C’est une vraie ques­tion. En avril der­nier, je devais me rendre à Ramal­lah. J’ai été arrê­tée à l’aéroport de Tel-Aviv où j’ai été inter­ro­gée pen­dant six ou sept heures comme poten­tielle ter­ro­riste. Puis empri­son­née une nuit et ren­voyée en Bel­gique par le pre­mier avion au matin. Durant tout ce temps d’interrogatoire, j’ai été impres­sion­née par le fait que j’étais convain­cue du bien-fon­dé de ce que je fai­sais et de la jus­tesse de mon enga­ge­ment. Et qu’en face éga­le­ment, ils étaient convain­cus de la jus­tesse de leur tra­vail. Et j’ai pu res­sen­tir à un niveau vis­cé­ral la pro­pa­gande que subissent les Israé­liens et dont j’avais seule­ment conscience à un niveau intel­lec­tuel. Ça m’a inter­pel­lée très fort. Je suis reve­nue de ça en me disant que fina­le­ment ce n’était peut-être pas tant avec les Pales­ti­niens qu’il fal­lait tra­vailler, mais plu­tôt avec les Israé­liens… Je réflé­chis en ce moment à la ques­tion. Mais com­ment faire, sachant que je ne peux tout sim­ple­ment plus retour­ner en Israël ?

Est-ce qu’il y a un personnage vivant ou mort, réel ou fictif qui vous inspire ?

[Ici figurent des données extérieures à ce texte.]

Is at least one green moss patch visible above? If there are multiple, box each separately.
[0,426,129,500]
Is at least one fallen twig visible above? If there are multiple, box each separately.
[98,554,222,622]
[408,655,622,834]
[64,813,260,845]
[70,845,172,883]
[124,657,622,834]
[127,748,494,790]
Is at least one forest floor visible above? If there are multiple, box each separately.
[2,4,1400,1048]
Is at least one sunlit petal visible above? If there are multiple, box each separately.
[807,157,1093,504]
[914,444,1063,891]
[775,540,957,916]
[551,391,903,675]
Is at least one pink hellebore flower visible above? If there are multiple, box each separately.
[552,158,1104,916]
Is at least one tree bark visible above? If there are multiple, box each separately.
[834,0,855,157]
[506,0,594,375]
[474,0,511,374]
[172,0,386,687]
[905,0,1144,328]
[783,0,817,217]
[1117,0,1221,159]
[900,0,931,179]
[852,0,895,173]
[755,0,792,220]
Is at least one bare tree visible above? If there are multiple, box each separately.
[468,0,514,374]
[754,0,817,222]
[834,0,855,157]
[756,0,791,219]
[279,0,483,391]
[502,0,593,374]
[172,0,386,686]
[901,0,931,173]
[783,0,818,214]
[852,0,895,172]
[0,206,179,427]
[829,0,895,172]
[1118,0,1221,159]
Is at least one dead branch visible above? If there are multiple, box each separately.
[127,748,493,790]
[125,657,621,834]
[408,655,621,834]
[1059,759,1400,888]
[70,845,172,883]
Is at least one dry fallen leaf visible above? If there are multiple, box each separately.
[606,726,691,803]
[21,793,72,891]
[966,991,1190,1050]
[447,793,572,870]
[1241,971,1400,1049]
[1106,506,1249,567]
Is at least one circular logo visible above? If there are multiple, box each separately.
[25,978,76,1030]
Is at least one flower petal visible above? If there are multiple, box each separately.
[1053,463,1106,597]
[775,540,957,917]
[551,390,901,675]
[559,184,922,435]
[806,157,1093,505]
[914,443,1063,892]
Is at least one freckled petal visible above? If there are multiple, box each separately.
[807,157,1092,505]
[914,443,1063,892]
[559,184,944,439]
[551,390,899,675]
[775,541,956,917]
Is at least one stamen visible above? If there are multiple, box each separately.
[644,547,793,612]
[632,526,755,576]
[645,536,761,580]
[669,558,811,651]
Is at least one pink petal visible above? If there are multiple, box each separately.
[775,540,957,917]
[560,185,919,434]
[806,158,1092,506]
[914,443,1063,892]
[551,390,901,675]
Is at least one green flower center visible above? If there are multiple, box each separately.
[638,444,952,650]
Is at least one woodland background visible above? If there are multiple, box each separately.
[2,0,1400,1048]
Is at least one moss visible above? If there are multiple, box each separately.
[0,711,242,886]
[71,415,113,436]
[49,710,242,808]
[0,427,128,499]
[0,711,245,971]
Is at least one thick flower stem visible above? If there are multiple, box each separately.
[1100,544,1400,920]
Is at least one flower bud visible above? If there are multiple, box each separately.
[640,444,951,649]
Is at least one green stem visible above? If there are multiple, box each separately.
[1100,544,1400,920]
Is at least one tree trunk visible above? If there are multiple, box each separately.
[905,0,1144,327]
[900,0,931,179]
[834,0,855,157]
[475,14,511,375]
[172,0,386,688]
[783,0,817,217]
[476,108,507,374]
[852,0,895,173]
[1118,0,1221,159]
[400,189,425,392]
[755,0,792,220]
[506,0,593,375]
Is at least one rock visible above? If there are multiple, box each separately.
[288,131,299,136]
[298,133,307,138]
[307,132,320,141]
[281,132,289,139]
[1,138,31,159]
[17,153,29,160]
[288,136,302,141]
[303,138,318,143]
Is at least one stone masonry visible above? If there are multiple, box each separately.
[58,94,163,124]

Oui, j’aime beau­coup Won­der Woman, dans une sym­bo­lique de femme super héros et parce qu’il y en a marre des Super­man ! Et peut-être, par rap­port à ce qui se passe main­te­nant, les atten­tats et l’ambiance guer­rière, je pense beau­coup en ce moment au livre Les iden­ti­tés meur­trières d’Amin Maa­louf. Il me semble qu’il contient pas mal de choses à se mettre en tête ces temps-ci pour avoir conscience de nos iden­ti­tés mul­tiples et faire plus de connexion les uns avec les autres.